# separated



## SammyLou (Mar 19, 2013)

My husband just moved this Friday. I'm lost and confused because he can't answer me if he wants to work on marriage or not. He said he doesn't know what he wants. He has moved into his mom's house and changed his address. So to me I thought permanent. Then he said he would still help me fix car and change oil and stuff like that so I thought maybe hope. He said his head is all messed up right now, and he thinks this is best for now. I'm trying remain nice and decent around him for hopes of reconciling. I don't know what to do to try to make it so he is interested in coming back and how do you tell if he won't come back? So lost and just frustrated...........


----------



## GutPunch (Nov 2, 2012)

Time to find out who you are.
_Posted via Mobile Device_


----------



## SammyLou (Mar 19, 2013)

That may take time. So consumed in this right now that can't think of anything else but wanting to know.


----------



## Conrad (Aug 6, 2010)

SammyLou said:


> That may take time. So consumed in this right now that can't think of anything else but wanting to know.


Tell us the whole story.

How old?

How long together, etc.

What was your childhood like?

His?

Kids?


----------



## SammyLou (Mar 19, 2013)

Well, I'm 43 and he's 45. Been together 18.5 yrs total. Two kids under 10. We had started drifting apart for quite sometime. I stupidly found a man last yr to get some attention from. Big mistake. I know that is a big part of this. I got rid of the man soon after. But it made things worse for us. We didn't know how to handle the situation and just kept getting worse. He slept on couch, etc. Now, he has suddenly got an interest in old hobbies and wanted to move out to see what happens. He said for now and then it was he didn't know what he wanted. I said if you don't want to come back just say no. He has ADHD and so does my son. There is lots of anger from husband and frustration. We both had crappy childhoods. He was a loner and my parents were just not great parents. I want to work on things but not sure he will ever come back. He thinks same thing would happen. I told him if we could reignite ourselves I'd only need his attention. Don't know how long to wait for him to figure this out. I can't stand it already. It's only been a few days. I just want to do whatever it takes to get him back here.


----------



## GutPunch (Nov 2, 2012)

Got some attention from another man? 

Ding Ding Ding 

UH...Maybe this is the problem. 

You need to let him go.


----------



## soulpotato (Jan 22, 2013)

I feel you. It's very hard not knowing if there's a chance, even though the other person walked for good reason.


----------



## SammyLou (Mar 19, 2013)

I know that is my fault. But he and I were drifted apart, but I know it's all my fault. I just want to work on things. After 18.5 yrs I had never done that in my life w/him before or any other man. It was just nice to have someone pay attention and be interested in me. I would've rather had it been my husband instead. It just happened and I feel the worst about it. I only asked for a second chance and would never ever look for attention again from another man. Oh well, I guess I did mess that up pretty bad.


----------



## GutPunch (Nov 2, 2012)

Would you forgive him?


----------



## soulpotato (Jan 22, 2013)

SammyLou said:


> It was just nice to have someone pay attention and be interested in me. I would've rather had it been my husband instead. It just happened and I feel the worst about it. I only asked for a second chance and would never ever look for attention again from another man. Oh well, I guess I did mess that up pretty bad.

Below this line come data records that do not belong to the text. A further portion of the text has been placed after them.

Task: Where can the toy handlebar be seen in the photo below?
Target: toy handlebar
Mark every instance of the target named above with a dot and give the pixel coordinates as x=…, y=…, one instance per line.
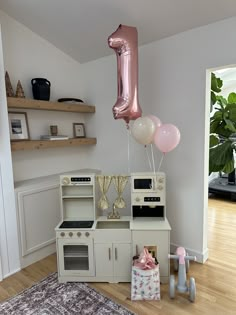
x=185, y=257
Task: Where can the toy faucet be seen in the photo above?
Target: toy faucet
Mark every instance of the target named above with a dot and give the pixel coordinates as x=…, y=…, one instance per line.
x=181, y=264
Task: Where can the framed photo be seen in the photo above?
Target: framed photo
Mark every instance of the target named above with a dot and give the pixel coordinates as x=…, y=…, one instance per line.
x=18, y=125
x=79, y=130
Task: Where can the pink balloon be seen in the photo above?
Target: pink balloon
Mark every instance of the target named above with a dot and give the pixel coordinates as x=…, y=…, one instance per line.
x=124, y=41
x=155, y=119
x=167, y=137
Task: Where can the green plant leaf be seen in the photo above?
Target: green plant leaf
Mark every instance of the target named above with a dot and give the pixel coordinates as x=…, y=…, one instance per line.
x=216, y=83
x=230, y=125
x=232, y=114
x=221, y=101
x=218, y=115
x=229, y=167
x=232, y=98
x=213, y=99
x=221, y=154
x=214, y=140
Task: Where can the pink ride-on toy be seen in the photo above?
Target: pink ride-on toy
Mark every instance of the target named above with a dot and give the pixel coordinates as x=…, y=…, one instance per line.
x=181, y=264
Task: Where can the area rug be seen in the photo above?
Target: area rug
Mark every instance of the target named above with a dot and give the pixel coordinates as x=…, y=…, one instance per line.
x=48, y=297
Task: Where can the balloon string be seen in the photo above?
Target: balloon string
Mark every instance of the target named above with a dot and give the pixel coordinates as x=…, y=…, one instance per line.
x=161, y=161
x=148, y=157
x=128, y=149
x=153, y=162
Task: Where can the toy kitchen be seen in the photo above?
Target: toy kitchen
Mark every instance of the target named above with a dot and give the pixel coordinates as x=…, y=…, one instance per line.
x=93, y=247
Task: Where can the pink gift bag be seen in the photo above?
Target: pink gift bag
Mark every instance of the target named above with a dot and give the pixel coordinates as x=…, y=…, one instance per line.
x=145, y=280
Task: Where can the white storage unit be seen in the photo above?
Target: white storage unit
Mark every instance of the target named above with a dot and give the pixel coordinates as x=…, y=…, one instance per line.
x=112, y=248
x=38, y=212
x=157, y=234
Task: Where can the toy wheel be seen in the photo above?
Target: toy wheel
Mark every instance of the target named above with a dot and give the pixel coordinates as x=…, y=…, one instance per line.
x=172, y=287
x=187, y=264
x=192, y=289
x=176, y=264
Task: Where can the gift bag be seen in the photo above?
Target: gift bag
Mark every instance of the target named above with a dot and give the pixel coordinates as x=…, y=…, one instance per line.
x=145, y=280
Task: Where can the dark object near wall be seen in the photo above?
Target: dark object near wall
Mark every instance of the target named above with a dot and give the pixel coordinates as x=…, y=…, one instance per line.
x=41, y=89
x=72, y=100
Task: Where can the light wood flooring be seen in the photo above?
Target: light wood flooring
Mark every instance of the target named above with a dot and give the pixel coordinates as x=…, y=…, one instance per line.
x=215, y=280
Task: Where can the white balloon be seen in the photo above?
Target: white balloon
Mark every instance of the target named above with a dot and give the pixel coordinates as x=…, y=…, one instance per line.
x=143, y=130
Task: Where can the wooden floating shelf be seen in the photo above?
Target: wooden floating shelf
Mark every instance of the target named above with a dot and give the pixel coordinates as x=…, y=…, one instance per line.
x=45, y=144
x=24, y=103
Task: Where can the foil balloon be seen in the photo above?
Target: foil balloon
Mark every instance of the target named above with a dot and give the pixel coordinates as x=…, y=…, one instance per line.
x=124, y=41
x=143, y=130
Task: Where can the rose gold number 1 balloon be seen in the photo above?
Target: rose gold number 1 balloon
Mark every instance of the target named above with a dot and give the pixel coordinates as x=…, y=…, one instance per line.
x=124, y=41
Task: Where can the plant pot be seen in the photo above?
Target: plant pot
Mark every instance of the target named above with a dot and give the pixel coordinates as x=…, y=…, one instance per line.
x=231, y=178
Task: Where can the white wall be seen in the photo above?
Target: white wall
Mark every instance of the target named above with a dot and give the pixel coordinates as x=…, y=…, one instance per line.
x=27, y=56
x=9, y=253
x=172, y=77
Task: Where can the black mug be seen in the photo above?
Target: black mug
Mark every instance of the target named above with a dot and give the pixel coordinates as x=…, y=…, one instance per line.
x=41, y=89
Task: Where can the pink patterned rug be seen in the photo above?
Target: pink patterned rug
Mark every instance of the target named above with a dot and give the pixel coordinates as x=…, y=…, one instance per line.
x=48, y=297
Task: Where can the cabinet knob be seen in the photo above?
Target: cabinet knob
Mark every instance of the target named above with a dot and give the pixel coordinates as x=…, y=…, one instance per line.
x=65, y=180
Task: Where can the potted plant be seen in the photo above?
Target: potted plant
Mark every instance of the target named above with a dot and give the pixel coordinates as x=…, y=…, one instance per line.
x=222, y=130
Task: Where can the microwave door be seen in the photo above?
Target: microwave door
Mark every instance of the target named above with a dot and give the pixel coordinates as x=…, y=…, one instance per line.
x=143, y=183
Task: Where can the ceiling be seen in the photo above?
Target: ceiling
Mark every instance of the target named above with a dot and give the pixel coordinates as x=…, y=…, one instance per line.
x=80, y=28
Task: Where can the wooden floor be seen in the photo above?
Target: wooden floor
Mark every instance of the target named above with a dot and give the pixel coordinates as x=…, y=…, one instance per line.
x=215, y=280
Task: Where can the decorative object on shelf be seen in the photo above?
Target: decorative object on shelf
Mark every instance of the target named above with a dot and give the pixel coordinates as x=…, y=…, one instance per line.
x=19, y=90
x=104, y=183
x=70, y=100
x=18, y=125
x=58, y=137
x=41, y=89
x=79, y=130
x=53, y=130
x=9, y=89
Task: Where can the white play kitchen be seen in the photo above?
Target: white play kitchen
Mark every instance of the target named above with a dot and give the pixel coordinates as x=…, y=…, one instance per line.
x=95, y=247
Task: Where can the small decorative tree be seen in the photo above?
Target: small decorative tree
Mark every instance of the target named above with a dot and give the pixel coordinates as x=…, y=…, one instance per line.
x=222, y=129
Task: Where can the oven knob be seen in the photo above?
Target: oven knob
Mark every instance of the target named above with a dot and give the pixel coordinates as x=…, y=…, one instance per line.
x=65, y=180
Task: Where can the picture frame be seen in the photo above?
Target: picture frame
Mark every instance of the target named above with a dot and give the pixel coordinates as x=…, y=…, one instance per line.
x=79, y=130
x=18, y=126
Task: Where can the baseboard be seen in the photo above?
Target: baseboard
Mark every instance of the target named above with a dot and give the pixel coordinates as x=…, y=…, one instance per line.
x=201, y=256
x=11, y=273
x=37, y=255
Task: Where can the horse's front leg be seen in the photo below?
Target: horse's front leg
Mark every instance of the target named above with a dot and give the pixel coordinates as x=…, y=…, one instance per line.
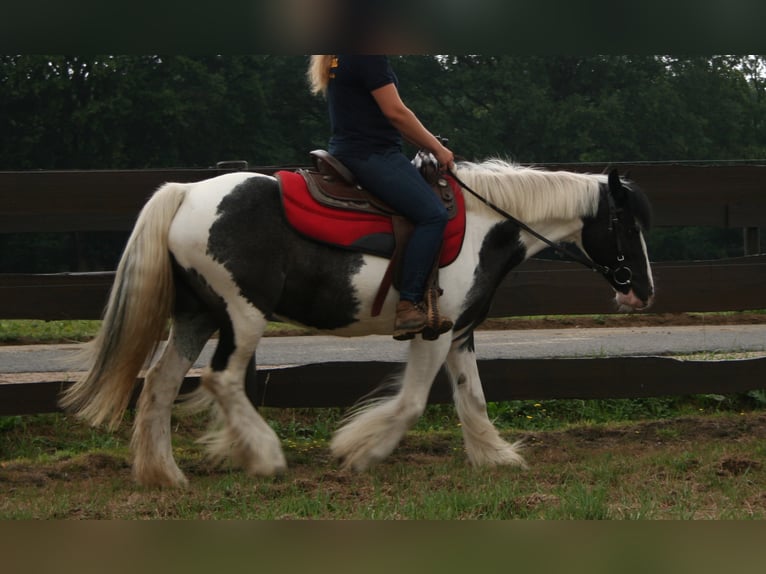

I totally understand. I felt/feel the same way. If I ever get the chance to R, there is no way in hell I am going to screw things up again. I'm doing everything I can to ensure I'll be a worthy partner and avoid repeating any of what I've done wrong, and just hoping against hope that she'll want to R at some point.


----------



## Openminded (Feb 21, 2013)

SammyLou said:


> I know that is my fault. But he and I were drifted apart, but I know it's all my fault. I just want to work on things. After 18.5 yrs I had never done that in my life w/him before or any other man. It was just nice to have someone pay attention and be interested in me. I would've rather had it been my husband instead. It just happened and I feel the worst about it. I only asked for a second chance and would never ever look for attention again from another man. Oh well, I guess I did mess that up pretty bad.


Some men can get beyond an EA/PA and some men can't. Time will tell which type your husband is.

In the meantime, you need to start detaching from him and work on you. It's a scary time, I know, but you can't control what he does. Just what you do.


----------



## soulpotato (Jan 22, 2013)

You know, I think that continuing to show signs of caring (helping you out and still maintaining friendly contact) means that he's not 100% done with the marriage. I don't think he has decided _against_ R, but he's surely not ready to go there with you yet. Since he's afraid of the same thing happening again if he comes back and does R with you, he doesn't want to jump back in too soon/before he's ready. It's going to take months, at the very least.


----------



## old timer (Nov 23, 2012)

SammyLou,
Read thru some of the threads here posted by men whose wives have cheated. 

I think you'll understand your H's perspective a little better.
_Posted via Mobile Device_


----------



## SammyLou (Mar 19, 2013)

I could forgive him one time but one time only. I know he thinks the same thing would happen but if we try and get back into a closer relationship, that would definitely solve all that. And I would never ever do that again. I'll keep up the positive towards him and see what happens. I actually just typed him a letter to give him when he takes kids to school. I'll check out some of the threads. Thanks.


----------



## old timer (Nov 23, 2012)

You don't seem the least bit sorry that you had an affair.
_Posted via Mobile Device_


----------



## Voltaire (Feb 5, 2013)

Have you actually told him that you are sorry about the affair?

Have you told him everything he wants to know about it or are you still hiding some details from him (even if you are only trying to protect him from upset)?

You broke trust. You now need to rebuild that trust. That's hard work, but it's up to you to put the work in. It's not up to your H to make the moves, but from what you say you seem to be leaving it all up to him. You need to take some action too - if only to tell him how you feel, tell him how sorry you are (and keep doing it) and tell him how you will earn his trust back - and then start doing it. 

His responsibilities, if he decides that he wants to carry on with the marriage, are to work on the issues in the marriage - including those that led you to turn to another man. Your responsibilities are to own the decision that you made to break trust and go to another man and to deal with all the implications of that.

If I were in your position I would write him a very long letter expressing all of that. But maybe that's just me. If he's ready to listen to you then perhaps its better to do that face to face.


----------